Comment annoncer à un enfant que son parent est décédé ?
Parler de la mort est un sujet tabou dans nos cultures, et c’est toujours très délicat pour les parents et les familles d’annoncer le décès d’un parent à un enfant. Cependant, pour annoncer la mort d’un parent, nous pouvons nous appuyer sur deux principes : être vrai et être simple.

Quel est l’impact sur l’enfant quand on choisit une autre approche, par exemple quand le parent est en voyage ou au travail, et qu’il reviendra ?
S’il nous semble parfois trop délicat, trop difficile de parler à un enfant de la mort de son parent, le fait de penser aux conséquences très négatives qu’aura sur lui le fait de travestir la vérité, ou même de lui mentir, va nous aider à ne pas le faire et à lui dire la vérité.

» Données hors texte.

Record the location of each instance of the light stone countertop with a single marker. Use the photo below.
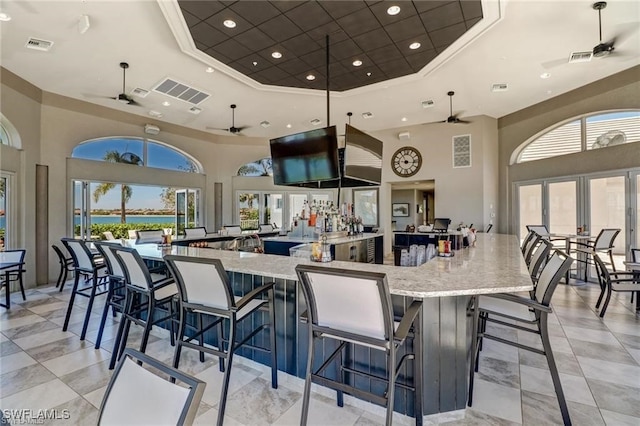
(334, 241)
(495, 265)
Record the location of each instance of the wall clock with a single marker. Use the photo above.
(406, 161)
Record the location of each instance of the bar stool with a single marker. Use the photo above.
(354, 307)
(510, 310)
(84, 263)
(115, 294)
(66, 266)
(137, 394)
(144, 293)
(205, 289)
(14, 259)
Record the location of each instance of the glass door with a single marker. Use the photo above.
(607, 209)
(530, 207)
(187, 209)
(563, 207)
(81, 210)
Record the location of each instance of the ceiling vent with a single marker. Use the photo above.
(140, 92)
(580, 57)
(499, 87)
(39, 44)
(181, 91)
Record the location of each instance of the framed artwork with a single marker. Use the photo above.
(400, 209)
(365, 205)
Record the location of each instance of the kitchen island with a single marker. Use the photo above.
(366, 248)
(445, 285)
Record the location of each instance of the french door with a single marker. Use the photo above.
(594, 202)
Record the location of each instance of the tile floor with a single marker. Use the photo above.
(42, 367)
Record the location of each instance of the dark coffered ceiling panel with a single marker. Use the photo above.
(361, 31)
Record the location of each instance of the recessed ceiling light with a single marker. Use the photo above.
(393, 10)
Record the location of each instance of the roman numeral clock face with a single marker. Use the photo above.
(406, 161)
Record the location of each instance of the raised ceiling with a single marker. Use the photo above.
(358, 31)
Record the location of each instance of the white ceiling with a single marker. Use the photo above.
(510, 46)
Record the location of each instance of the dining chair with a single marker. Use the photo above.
(12, 273)
(198, 232)
(150, 236)
(349, 309)
(526, 314)
(84, 262)
(66, 266)
(115, 293)
(205, 290)
(602, 245)
(145, 391)
(610, 281)
(144, 293)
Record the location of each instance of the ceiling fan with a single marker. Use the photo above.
(602, 49)
(123, 97)
(453, 119)
(233, 129)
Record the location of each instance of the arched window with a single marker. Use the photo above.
(262, 167)
(593, 131)
(138, 152)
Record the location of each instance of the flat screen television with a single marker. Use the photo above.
(306, 158)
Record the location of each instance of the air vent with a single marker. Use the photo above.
(39, 44)
(140, 92)
(461, 151)
(181, 91)
(580, 57)
(499, 87)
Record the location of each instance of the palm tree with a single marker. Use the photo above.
(125, 190)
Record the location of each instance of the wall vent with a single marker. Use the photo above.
(39, 44)
(499, 87)
(140, 92)
(461, 151)
(580, 57)
(181, 91)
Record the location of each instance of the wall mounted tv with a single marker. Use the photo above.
(307, 159)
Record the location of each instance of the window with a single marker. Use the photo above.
(585, 133)
(260, 167)
(136, 151)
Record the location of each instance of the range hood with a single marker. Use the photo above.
(360, 162)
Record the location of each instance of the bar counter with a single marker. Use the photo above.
(443, 332)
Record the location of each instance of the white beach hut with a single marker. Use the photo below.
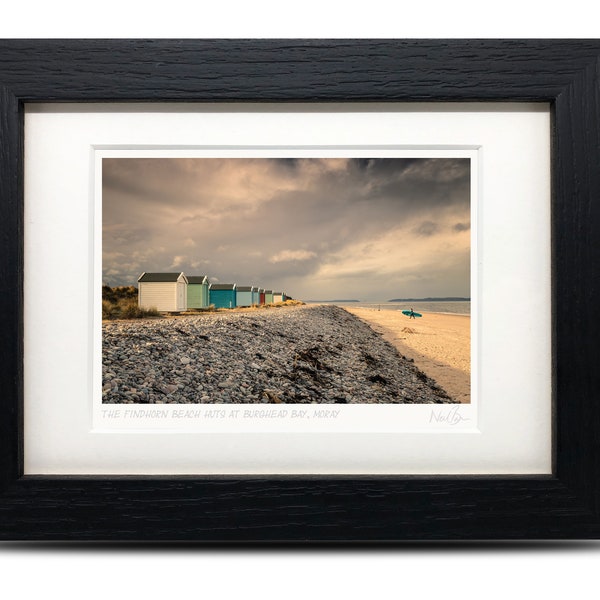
(164, 291)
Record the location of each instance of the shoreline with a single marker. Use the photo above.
(302, 355)
(439, 343)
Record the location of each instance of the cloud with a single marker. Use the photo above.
(426, 228)
(299, 224)
(292, 255)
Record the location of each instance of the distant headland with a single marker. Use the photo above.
(447, 299)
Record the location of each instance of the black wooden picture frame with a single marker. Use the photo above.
(310, 509)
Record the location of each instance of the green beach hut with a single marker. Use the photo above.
(197, 291)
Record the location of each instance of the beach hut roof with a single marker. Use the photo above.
(223, 286)
(196, 278)
(160, 277)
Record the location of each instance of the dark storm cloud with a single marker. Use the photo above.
(307, 223)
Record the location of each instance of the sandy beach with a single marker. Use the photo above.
(440, 345)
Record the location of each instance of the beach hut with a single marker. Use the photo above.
(166, 292)
(197, 291)
(223, 295)
(243, 295)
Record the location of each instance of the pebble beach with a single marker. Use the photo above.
(289, 355)
(439, 343)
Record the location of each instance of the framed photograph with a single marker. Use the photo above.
(299, 290)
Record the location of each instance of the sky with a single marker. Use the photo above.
(368, 229)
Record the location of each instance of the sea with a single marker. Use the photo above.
(456, 307)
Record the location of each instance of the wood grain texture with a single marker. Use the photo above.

Comment se sent-il en apprenant que ses proches ont menti sur la disparition des parents – par exemple, en disant que le parent est au travail au lieu de dire qu’il est mort ?
La pratique clinique nous montre que les enfants auxquels on a menti souffrent ensuite d’un manque de confiance envers les autres, les adultes notamment. Ils vont eux aussi développer un rapport ambigu avec la parole. Un enfant auquel on a menti va peut-être, lui aussi, utiliser le mensonge lorsqu’il aura quelque chose de délicat à dire à ses proches.

Du coup, risque-t-il d’être incapable de faire son deuil ?
Cela va rendre plus difficile et plus compliqué de faire son deuil, bien sûr, si on ne lui dit pas la vérité. Si on énonce d’autres arguments qui sont faux sur le décès de son parent, cela va effectivement empêcher le processus de deuil. Le petit va rester perturbé pendant des années. Par conséquent, il ne pourra pas faire son deuil. L’enfant ne peut faire son deuil qu’avec la vérité.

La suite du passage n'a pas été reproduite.